The API test kits are a little difficult to read sometimes. See if your LFS can test your water with a more reliable test like one made by salifert. Also if it comes back as you have 0 in ammonia and nitrite but have nitrates it means your tank is cycled. If you cycle the tank with a damsel it usually speeds the process up to a matter of a week instead of multiple weeks if everything goes well.
 
Same situation here. Day 6 and greenish yellow merky color for ammonia. PH - 7.9 Nitrites - 0 Nitrates - 10. I have a 65 gallon tank with 25 lbs of live rock 25 lbs of base rock and 60 lbs of live sand (about 3 inches deep). I have 2 rio 1700 pumps for flow. Any help would be great. Thanks.
 
The greenish murky yellow color based on the color card is equivalent to 0.0. So its good there. But I've always thought that API is poorly made test kits for saltwater purposes. As long as your ammonia and nitrite read zero and you have nitrate your tank is fully cycled.

Just remember to not go crazy and buy a whole bunch of fish to add to the tank because you will crash it as the beneficial bacteria in the tank will not be able to keep up with the bio-load. My best rule of thumb is after the tank is cycled with the damsel, don't add anymore fish for 2-3 weeks as to let it settle down chemistry wise. After that wait period remove the damsel as they are terrorists, bullies and territorial fish and put another hardy fish that's on your list into the tank (i.e. clown fish pair, or wrasse). Allow another 2-3 weeks in between adding fish and no more than 3 fish per time you add. (if you like the look of damsels and want them add them last in your tank after the other fish have had a month or so to establish their territory so the damsels wont mess anything up) Also 1" of fish per 2-3 gallons
 
xxStLxx said:
The greenish murky yellow color based on the color card is equivalent to 0.0. So its good there. But I've always thought that API is poorly made test kits for saltwater purposes. As long as your ammonia and nitrite read zero and you have nitrate your tank is fully cycled.

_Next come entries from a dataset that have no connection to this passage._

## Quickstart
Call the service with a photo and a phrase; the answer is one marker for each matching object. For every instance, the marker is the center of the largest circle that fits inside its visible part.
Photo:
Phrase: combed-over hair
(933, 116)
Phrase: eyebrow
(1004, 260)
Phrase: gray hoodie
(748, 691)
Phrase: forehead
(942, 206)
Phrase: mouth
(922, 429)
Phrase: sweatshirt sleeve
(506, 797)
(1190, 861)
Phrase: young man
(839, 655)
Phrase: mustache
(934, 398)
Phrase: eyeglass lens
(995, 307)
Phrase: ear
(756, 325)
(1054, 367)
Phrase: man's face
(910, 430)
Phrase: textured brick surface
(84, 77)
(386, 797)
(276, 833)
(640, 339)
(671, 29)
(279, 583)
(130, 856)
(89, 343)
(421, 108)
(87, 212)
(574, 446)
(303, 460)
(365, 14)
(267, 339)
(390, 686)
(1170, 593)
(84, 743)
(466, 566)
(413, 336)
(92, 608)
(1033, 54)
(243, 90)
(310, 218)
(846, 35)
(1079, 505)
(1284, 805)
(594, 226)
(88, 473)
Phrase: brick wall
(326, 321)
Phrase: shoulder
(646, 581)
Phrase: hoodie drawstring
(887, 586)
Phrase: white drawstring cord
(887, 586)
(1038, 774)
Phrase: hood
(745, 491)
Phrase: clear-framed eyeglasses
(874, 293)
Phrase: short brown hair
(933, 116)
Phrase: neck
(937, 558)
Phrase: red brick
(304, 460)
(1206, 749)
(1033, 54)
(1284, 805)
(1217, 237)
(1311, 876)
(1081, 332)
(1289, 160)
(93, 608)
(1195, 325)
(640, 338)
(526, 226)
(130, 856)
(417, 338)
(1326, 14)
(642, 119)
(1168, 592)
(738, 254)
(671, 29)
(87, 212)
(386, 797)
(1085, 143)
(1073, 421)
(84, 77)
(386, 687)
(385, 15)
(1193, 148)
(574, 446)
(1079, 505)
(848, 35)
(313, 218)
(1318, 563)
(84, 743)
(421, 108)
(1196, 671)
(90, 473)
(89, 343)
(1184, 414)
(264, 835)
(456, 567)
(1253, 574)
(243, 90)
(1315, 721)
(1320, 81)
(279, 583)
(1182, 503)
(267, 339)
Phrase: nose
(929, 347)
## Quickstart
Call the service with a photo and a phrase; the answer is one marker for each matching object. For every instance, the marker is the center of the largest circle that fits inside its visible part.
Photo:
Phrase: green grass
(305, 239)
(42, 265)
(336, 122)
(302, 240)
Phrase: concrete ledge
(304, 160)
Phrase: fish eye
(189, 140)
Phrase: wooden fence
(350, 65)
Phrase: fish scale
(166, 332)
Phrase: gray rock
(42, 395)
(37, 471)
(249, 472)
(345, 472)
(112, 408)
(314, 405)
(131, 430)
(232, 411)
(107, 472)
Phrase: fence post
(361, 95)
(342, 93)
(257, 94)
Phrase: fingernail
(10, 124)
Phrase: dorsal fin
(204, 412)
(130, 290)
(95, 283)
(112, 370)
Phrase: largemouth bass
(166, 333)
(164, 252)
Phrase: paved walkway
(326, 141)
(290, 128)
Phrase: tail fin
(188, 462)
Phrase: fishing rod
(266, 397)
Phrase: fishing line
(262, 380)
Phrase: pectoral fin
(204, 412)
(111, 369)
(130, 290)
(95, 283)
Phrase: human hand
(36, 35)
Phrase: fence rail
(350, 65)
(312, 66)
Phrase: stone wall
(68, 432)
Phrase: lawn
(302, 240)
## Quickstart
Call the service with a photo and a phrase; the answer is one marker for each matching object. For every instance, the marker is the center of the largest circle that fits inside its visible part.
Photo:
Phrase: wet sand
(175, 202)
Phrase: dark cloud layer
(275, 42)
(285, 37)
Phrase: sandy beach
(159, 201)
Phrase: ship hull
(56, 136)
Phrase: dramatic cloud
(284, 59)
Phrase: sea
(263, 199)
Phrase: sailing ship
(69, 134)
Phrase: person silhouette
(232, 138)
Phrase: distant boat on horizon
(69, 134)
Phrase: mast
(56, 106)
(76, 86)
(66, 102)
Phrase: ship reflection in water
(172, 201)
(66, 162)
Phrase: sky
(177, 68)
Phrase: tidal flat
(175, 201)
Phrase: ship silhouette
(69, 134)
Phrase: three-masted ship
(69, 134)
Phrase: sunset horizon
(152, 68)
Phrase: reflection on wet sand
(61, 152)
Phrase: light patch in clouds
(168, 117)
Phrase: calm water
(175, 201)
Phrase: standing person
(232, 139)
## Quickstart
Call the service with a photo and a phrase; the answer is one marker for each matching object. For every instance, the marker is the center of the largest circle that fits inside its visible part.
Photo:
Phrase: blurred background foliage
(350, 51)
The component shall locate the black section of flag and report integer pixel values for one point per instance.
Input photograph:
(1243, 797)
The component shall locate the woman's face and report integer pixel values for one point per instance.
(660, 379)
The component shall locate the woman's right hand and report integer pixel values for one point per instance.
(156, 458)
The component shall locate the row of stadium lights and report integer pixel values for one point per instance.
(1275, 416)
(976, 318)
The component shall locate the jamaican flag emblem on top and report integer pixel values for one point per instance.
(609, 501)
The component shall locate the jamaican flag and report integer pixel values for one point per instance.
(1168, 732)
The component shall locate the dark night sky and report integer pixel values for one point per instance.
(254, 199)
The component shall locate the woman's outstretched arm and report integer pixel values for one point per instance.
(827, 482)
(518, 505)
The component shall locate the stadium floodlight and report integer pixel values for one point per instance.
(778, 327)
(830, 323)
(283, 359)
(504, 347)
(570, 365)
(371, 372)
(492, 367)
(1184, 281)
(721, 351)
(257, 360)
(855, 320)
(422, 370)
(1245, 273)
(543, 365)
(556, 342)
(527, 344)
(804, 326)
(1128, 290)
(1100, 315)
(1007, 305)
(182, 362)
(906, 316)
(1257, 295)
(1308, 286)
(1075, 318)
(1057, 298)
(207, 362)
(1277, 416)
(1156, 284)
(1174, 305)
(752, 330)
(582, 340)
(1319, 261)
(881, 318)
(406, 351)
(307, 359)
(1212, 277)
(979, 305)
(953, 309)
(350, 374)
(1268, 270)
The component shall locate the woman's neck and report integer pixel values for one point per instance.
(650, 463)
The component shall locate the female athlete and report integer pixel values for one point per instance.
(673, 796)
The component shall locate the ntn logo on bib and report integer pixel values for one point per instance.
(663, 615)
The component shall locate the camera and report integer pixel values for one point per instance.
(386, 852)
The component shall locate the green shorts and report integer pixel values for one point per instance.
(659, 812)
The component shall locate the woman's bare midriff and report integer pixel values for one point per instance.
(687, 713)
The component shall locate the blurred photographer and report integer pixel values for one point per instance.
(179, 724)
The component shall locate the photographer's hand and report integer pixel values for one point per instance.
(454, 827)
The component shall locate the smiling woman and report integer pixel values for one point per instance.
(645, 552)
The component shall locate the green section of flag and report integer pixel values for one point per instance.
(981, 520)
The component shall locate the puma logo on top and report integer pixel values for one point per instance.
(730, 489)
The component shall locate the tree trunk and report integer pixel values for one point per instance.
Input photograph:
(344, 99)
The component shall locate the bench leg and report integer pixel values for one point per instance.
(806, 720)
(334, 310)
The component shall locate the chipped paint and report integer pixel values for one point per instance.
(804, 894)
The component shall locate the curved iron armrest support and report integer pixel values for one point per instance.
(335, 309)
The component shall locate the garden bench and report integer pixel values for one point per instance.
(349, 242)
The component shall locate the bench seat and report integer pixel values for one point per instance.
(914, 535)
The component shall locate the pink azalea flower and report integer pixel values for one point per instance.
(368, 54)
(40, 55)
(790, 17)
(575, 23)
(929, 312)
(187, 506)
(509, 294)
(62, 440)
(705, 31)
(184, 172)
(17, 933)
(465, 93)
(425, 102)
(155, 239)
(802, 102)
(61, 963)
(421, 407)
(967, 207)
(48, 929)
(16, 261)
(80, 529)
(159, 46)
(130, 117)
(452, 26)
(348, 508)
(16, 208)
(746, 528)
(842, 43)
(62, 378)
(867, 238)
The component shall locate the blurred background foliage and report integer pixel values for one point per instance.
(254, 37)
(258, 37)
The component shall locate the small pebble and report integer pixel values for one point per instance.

Just remember to not go crazy and buy a whole bunch of fish to add to the tank because you will crash it as the beneficial bacteria in the tank will not be able to keep up with the bio-load. My best rule of thumb is after the tank is cycled with the damsel, don't add anymore fish for 2-3 weeks as to let it settle down chemistry wise. After that wait period remove the damsel as they are terrorists, bullies and territorial fish and put another hardy fish that's on your list into the tank (i.e. clown fish pair, or wrasse). Allow another 2-3 weeks in between adding fish and no more than 3 fish per time you add. (if you like the look of damsels and want them add them last in your tank after the other fish have had a month or so to establish their territory so the damsels wont mess anything up) Also 1" of fish per 2-3 gallons

The x fish per y gallons " rule " has been proved over and over and over again to be complete Oscar poop.